The thing that Google intentionally neglects, and the thing you absolutely can't afford to ignore, is past performance in the game. What is the tech equivalent of on-base percentage? Product shipped. This is why everyone drools over open source developers as hiring potential. You can see their work, you can know that they've shipped. Teasing this out of others is a tough process. We don't have visibility into the work that most people have done. Writing code for you proves that they have the tools to deliver, and is an essential part of the interview process, but it's not enough to show that they actually have delivered. All we can do is ask them, as a detailed part of their interview, what they have done.
I realize that relying on reports of past experience as part of the hiring process is fraught. I would never suggest you neglect technical vetting in favor of experience. It's easy to get burned by someone whose personality you like and who sounds smart, only to find out they don't have the basic skills to succeed.

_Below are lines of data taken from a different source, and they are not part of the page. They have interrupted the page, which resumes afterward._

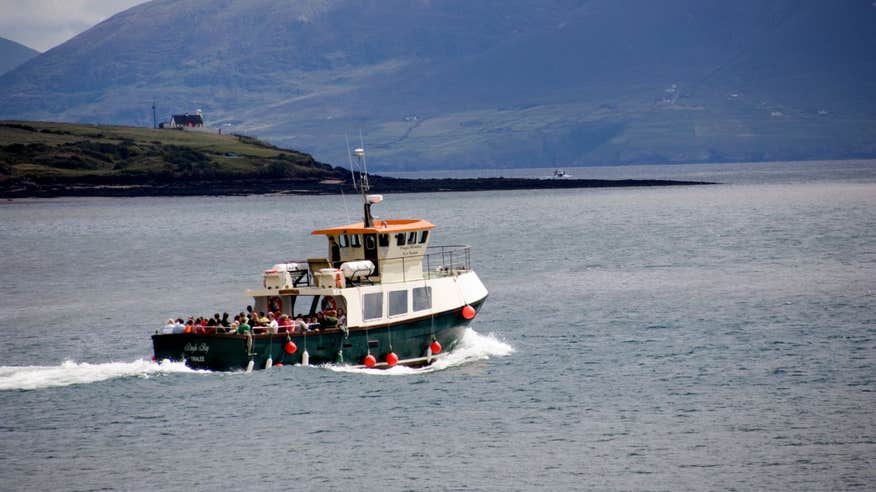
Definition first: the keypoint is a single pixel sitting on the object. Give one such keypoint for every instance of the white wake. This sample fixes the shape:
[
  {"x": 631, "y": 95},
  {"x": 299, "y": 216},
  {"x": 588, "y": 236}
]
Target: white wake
[
  {"x": 69, "y": 372},
  {"x": 472, "y": 347}
]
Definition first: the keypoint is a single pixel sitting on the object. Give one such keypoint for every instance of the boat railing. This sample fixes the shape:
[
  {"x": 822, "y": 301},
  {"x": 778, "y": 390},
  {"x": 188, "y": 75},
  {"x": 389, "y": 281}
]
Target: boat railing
[
  {"x": 438, "y": 261},
  {"x": 441, "y": 261}
]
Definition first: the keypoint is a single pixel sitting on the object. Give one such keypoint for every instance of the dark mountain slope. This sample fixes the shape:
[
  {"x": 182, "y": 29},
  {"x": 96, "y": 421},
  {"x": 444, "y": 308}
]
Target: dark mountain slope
[
  {"x": 488, "y": 83},
  {"x": 13, "y": 54}
]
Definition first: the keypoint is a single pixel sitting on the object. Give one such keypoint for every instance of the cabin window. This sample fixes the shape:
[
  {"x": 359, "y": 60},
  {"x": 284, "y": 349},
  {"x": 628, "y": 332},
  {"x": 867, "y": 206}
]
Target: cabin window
[
  {"x": 398, "y": 302},
  {"x": 372, "y": 306},
  {"x": 422, "y": 298},
  {"x": 303, "y": 305}
]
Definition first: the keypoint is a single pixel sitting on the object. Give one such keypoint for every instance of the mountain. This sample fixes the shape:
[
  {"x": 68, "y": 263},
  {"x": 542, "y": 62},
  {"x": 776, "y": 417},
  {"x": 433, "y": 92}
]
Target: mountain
[
  {"x": 13, "y": 54},
  {"x": 492, "y": 83}
]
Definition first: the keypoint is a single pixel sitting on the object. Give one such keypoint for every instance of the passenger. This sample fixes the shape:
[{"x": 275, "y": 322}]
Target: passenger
[
  {"x": 285, "y": 323},
  {"x": 243, "y": 327},
  {"x": 273, "y": 326},
  {"x": 326, "y": 321}
]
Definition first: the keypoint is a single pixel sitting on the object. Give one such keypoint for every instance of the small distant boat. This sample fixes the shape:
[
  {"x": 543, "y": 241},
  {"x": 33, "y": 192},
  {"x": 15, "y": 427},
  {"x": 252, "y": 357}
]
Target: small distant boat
[{"x": 388, "y": 296}]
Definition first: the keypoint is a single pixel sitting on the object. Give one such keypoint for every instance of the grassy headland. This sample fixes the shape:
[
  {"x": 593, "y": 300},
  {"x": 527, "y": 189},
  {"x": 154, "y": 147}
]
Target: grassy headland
[{"x": 65, "y": 159}]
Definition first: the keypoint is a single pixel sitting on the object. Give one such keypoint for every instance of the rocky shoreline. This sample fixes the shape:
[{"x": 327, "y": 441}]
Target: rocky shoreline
[{"x": 256, "y": 186}]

And even with the best interviewers in the world, it's always possible that you will still hire someone that chokes at the plate. In the case where you find yourself with a player that isn't shipping, you have to take to heart the other thing that you can do more easily than Google: get rid of underperformers. It sucks, and no one enjoys letting people go, but a startup cannot afford to keep people that aren't delivering.
Will this result in your team being full of A-list all stars? Maybe. Or you may find yourself with a team where few people are exceptional standouts, but everyone delivers. When everyone in your roster can reliably get on base, you're winning. You're shipping. And that's what the game is about.